Representative Democracy

So, there’s a wonderful thing called the Gallagher Index, which is basically a measure of how representative of popular opinion the outcome of an election is – basically, a measure of the difference between the popular vote and how that translates into representation in parliament (or equivalent). There’s a Wikipedia article on it here, but basically all you need to know is that lower numbers are better.

Well, I’ve run the numbers for this election through a spreadsheet (which you can see here, if that sort of thing interests you) and the UK comes out as about 15.2-ish (we’re still waiting on results, but it’s unlikely to change). Which is sort of interesting to know, but what’s far more useful is to put it in some kind of context.

So, I added a column to the spreadsheet that compared us to the most recent election in, well, pretty much every other democracy in the world. And, in a list of 100 countries, we come 11th from bottom.

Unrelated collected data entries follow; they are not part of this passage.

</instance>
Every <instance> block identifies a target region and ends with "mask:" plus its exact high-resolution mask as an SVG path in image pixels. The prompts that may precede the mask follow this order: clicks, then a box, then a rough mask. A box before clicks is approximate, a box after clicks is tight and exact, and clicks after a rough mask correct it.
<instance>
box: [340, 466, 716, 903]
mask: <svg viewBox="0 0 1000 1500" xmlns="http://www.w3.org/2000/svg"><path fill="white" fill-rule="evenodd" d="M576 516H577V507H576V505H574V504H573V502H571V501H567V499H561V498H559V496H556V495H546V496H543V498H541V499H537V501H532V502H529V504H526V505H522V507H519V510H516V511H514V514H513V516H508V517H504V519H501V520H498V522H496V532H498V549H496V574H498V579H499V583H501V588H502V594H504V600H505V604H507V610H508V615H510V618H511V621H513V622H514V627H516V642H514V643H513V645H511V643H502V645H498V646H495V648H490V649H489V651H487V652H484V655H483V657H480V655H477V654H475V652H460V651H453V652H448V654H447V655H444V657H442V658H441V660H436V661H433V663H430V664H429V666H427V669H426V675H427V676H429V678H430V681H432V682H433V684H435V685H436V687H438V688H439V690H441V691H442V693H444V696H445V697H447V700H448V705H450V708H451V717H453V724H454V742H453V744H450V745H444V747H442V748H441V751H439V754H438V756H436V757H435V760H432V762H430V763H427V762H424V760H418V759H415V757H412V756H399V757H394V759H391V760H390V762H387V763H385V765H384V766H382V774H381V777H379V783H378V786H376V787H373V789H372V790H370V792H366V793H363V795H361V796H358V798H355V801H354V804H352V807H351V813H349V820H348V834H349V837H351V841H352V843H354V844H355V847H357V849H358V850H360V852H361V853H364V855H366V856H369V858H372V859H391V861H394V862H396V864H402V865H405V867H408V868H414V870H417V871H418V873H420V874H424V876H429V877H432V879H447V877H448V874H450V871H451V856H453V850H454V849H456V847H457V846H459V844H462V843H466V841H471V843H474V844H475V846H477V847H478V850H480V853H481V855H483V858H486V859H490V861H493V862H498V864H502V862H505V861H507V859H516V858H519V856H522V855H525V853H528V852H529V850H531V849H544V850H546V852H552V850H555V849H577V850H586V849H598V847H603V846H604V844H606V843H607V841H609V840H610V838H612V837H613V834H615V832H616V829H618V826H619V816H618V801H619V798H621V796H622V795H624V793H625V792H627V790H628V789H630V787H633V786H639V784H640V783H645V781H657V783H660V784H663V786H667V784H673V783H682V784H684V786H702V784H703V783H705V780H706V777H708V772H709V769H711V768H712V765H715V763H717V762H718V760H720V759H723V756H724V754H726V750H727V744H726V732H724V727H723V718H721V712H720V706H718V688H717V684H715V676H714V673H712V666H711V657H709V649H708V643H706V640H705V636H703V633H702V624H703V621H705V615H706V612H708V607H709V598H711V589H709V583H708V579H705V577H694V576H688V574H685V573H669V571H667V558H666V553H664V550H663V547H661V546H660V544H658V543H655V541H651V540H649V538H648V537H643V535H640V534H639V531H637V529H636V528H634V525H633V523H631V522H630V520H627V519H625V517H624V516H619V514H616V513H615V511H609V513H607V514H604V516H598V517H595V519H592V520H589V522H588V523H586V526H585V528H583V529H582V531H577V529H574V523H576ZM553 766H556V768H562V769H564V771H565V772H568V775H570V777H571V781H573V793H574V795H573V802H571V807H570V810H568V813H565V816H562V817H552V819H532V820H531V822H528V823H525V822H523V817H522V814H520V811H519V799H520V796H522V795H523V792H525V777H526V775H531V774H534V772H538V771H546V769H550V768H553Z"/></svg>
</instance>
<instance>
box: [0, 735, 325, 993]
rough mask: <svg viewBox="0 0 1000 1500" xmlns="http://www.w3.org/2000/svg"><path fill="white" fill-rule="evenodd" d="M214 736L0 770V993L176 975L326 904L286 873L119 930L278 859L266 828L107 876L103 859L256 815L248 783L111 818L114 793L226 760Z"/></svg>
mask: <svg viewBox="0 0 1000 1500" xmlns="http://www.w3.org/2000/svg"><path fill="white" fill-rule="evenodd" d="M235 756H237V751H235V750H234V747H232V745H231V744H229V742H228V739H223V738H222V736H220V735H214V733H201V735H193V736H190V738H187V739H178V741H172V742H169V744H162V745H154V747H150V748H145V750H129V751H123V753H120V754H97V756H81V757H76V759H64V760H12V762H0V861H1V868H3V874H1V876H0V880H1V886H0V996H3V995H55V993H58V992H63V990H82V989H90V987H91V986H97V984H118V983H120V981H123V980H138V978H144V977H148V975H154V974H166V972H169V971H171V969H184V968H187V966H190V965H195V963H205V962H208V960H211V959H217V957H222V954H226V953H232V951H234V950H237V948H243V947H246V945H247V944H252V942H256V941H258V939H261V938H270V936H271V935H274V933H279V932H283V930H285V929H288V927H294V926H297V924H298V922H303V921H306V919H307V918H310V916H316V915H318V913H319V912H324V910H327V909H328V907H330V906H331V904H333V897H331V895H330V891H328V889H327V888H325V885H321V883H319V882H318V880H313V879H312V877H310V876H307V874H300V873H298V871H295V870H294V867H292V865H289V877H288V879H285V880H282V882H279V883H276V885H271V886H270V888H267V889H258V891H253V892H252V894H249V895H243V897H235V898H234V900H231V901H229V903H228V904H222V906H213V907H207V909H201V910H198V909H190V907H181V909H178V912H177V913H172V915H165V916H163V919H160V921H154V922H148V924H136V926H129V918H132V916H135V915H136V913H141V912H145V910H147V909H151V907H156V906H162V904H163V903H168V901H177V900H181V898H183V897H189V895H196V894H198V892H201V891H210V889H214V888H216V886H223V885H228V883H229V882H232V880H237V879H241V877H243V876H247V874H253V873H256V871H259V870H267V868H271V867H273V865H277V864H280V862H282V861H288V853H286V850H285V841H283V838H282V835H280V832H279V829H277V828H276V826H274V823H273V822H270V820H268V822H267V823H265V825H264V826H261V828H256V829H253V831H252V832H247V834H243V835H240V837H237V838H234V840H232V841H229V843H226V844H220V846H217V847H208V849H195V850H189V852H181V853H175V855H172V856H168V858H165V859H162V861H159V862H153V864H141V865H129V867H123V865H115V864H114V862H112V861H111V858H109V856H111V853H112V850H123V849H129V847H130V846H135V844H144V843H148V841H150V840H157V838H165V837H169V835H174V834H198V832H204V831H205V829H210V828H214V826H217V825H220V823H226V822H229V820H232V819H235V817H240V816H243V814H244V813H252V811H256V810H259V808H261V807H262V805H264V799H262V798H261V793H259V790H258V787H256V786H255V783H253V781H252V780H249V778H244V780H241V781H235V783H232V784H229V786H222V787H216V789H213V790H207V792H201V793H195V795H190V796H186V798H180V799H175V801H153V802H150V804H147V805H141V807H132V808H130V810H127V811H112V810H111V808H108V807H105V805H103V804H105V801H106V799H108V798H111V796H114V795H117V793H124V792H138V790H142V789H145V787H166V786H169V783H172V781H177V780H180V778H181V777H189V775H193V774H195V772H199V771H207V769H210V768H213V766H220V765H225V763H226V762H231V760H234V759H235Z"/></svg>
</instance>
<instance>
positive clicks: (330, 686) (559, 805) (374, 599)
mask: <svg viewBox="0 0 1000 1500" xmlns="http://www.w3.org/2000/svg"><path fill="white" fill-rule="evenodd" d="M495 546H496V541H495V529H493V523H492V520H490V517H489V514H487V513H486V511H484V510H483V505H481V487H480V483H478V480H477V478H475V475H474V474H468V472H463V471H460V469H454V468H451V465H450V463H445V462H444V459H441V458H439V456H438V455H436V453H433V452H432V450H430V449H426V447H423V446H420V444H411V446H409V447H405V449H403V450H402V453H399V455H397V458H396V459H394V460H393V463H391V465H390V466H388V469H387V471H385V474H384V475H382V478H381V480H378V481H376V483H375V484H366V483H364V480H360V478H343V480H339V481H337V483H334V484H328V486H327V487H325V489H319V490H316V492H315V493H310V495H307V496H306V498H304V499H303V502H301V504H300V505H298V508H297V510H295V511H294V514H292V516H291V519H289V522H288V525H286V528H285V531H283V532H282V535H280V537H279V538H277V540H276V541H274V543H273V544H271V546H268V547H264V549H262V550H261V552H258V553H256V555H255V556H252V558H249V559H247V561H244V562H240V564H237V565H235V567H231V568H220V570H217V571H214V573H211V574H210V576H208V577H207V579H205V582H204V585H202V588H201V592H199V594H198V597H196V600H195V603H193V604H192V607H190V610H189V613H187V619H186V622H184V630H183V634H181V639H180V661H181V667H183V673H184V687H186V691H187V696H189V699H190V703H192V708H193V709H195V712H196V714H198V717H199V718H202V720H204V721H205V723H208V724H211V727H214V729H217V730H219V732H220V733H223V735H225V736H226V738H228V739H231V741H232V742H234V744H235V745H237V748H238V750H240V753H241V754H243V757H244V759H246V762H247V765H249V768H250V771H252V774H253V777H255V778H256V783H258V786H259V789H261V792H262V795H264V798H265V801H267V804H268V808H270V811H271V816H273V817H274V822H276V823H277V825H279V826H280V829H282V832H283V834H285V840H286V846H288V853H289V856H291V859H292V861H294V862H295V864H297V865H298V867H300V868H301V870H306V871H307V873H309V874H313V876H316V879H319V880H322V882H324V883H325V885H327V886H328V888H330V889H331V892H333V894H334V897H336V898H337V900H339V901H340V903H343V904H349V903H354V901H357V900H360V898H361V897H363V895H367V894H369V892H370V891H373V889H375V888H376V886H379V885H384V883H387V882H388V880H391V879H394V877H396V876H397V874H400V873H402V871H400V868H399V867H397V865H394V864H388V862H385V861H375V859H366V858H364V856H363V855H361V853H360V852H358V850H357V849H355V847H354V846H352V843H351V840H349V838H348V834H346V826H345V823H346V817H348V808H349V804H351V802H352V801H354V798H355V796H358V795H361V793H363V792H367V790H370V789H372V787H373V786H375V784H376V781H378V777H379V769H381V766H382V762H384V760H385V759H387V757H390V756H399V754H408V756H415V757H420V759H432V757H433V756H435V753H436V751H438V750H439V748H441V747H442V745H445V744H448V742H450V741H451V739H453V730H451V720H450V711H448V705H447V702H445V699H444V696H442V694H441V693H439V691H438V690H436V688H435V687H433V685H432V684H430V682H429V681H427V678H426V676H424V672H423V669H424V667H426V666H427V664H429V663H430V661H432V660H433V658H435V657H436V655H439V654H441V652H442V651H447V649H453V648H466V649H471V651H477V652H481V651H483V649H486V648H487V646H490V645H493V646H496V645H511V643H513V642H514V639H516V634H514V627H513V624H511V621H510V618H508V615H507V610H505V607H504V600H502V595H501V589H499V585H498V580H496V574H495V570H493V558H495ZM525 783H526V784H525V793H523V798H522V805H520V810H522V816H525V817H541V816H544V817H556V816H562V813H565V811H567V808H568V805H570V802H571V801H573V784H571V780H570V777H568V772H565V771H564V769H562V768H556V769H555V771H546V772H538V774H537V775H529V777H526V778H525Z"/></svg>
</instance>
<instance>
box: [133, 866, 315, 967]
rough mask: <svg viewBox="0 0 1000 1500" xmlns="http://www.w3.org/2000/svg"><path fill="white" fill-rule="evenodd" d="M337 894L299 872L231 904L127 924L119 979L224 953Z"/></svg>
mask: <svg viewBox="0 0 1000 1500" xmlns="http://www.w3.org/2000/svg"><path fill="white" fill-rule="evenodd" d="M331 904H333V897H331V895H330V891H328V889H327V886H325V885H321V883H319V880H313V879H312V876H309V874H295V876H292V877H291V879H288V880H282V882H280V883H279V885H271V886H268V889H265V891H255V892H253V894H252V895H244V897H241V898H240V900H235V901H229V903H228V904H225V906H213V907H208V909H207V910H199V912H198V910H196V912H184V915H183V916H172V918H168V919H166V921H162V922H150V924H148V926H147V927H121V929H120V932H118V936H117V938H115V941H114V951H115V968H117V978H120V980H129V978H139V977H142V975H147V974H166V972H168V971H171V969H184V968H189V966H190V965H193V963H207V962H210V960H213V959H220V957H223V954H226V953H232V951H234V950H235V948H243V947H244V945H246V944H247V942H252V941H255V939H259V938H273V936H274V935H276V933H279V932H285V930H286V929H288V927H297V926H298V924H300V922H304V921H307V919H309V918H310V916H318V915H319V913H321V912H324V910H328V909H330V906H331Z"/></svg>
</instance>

(the 2007 US presidential elections don’t fare much better, either)

So, yeah, are we ready to talk about electoral reform, yet?

Edit: At 648 of 650 seats declared, the index now stands at 14.98, which is a smidgin lower, but still bloody awful.

4 Responses to “Representative Democracy”

  1. Steve Johnstone says:

    Tories just said that they’d support electoral reform. Well, support a group to look into electoral reform. Well, support a group to look into maybe moving some of the boundaries. *sigh*

    Come on LibLab 🙂

  2. Ermel says:

    Thanks, but it would’ve been interesting to see that list of countries’ Gallagher indexes too … or am I just being blind?

  3. Chris Whitworth says:

    It’s on the spreadsheet, over to the right, and there’s a more comprehensive list linked to from the end of the Wikipedia article linked to in the post.

  4. Alasdair says:

    Like.

    Beaten on this scale by even the bloody US of A.